Oxfam is just one example of these groups.
More than a quarter of Oxfam’s funding comes directly from the state.
Much of the rest comes from large corporations and the enormous retail chain that makes it Europe’s biggest high street bookseller.
Oxfam is credited with diverting the Make Poverty History campaign away from criticism of Western trade policies and towards backing Tony Blair and Gordon Brown.
It approved white wristbands for the campaign that it knew had been made in sweatshops.
Oxfam has used public money to expand “microfinance” schemes.
These schemes give credit to poor people who don’t have access to banks.
There has been much hype about how this empowers women and cuts poverty.
But the most common result has been to plunge poor people deeper into debt.
In warzones Oxfam works hand in hand with Western armies.

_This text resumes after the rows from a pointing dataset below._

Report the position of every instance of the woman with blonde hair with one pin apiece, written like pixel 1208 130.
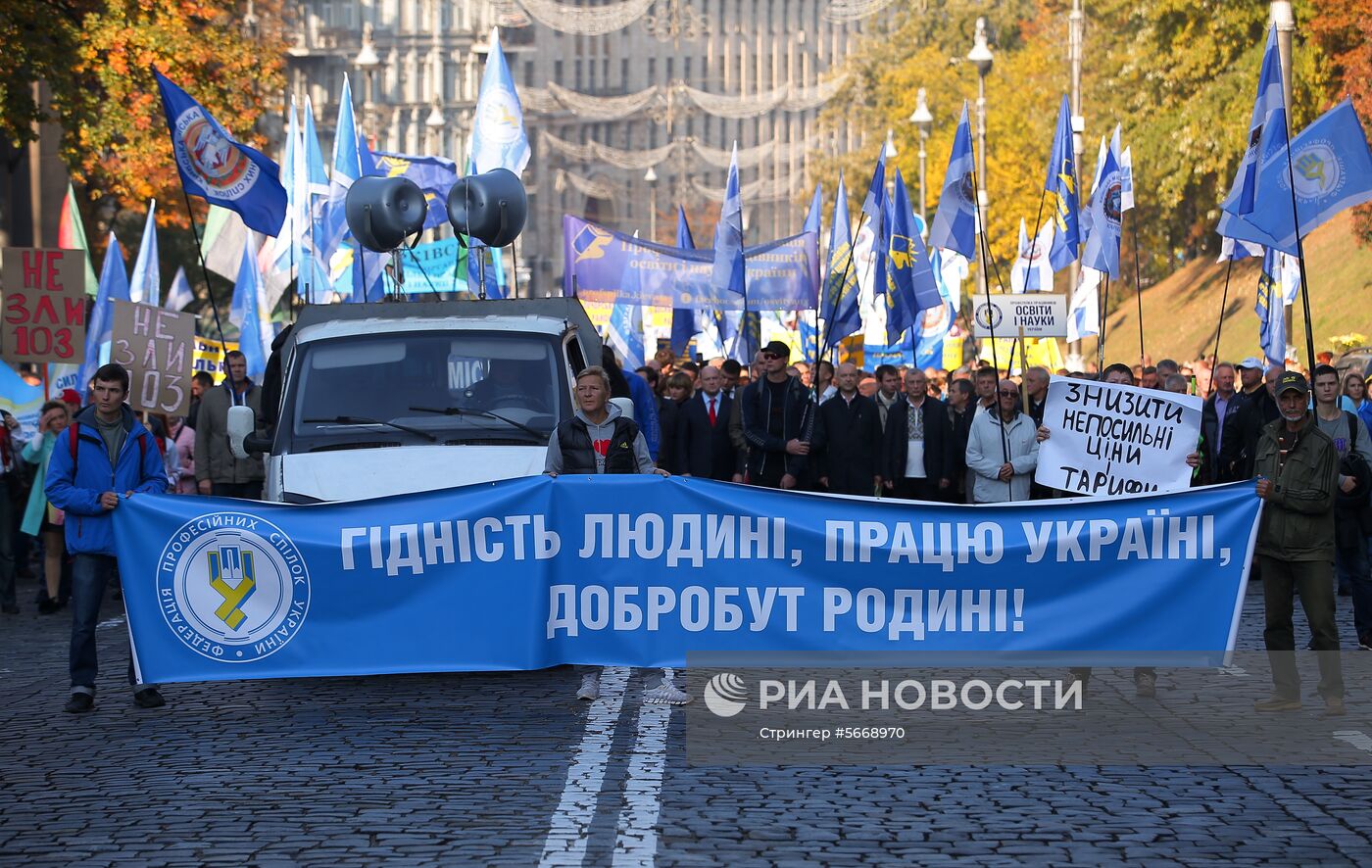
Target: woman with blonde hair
pixel 40 517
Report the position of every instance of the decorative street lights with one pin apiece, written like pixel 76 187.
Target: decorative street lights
pixel 651 177
pixel 923 122
pixel 980 57
pixel 367 62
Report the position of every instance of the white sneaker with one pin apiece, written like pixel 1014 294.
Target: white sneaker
pixel 590 687
pixel 667 693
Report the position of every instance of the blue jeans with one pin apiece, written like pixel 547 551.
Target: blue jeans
pixel 89 575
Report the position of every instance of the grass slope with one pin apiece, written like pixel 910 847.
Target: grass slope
pixel 1180 312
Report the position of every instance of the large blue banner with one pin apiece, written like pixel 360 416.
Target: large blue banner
pixel 779 274
pixel 640 570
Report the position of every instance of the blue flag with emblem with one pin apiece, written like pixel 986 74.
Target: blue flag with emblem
pixel 432 174
pixel 498 137
pixel 839 304
pixel 683 318
pixel 1060 185
pixel 1102 251
pixel 217 168
pixel 1331 168
pixel 1271 309
pixel 956 221
pixel 909 280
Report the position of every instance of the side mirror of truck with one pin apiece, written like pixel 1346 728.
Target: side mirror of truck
pixel 243 438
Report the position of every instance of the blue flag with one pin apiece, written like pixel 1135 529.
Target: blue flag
pixel 1265 127
pixel 146 284
pixel 909 280
pixel 1333 170
pixel 246 294
pixel 219 169
pixel 347 168
pixel 1102 250
pixel 839 304
pixel 683 318
pixel 956 222
pixel 1271 311
pixel 1060 185
pixel 432 174
pixel 498 137
pixel 114 287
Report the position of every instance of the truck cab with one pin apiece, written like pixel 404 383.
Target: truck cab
pixel 405 397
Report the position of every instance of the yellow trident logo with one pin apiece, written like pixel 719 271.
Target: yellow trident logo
pixel 230 563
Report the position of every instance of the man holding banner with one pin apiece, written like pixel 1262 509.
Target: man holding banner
pixel 1298 472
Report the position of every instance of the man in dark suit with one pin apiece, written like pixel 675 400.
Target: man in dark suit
pixel 703 446
pixel 918 443
pixel 848 438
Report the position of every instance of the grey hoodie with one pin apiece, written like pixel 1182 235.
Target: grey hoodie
pixel 553 462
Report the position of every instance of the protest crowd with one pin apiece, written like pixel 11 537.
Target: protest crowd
pixel 969 435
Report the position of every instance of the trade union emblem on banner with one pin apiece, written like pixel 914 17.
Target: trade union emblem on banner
pixel 232 587
pixel 208 153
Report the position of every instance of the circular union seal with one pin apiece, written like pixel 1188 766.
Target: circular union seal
pixel 988 315
pixel 232 587
pixel 1317 170
pixel 215 158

“Huge amounts of aid are going to Afghanistan and it is really about winning the war,” according to former Oxfam official Tony Vaux.
“Aid is being used as part of the military strategy.”
Tony Vaux quit Oxfam after the 1999 war in Kosovo. He wrote a book called The Selfish Altruist.
In it he wrote, “As the bombing became more and more indiscriminate, I realised that I was not on the side of the poor and suffering but of an awesome punitive power with its own objectives”.
Vaux described Oxfam staff who had worked closely with Nato troops.
He concluded that, “We had not behaved as impartial humanitarians but as part of Nato”.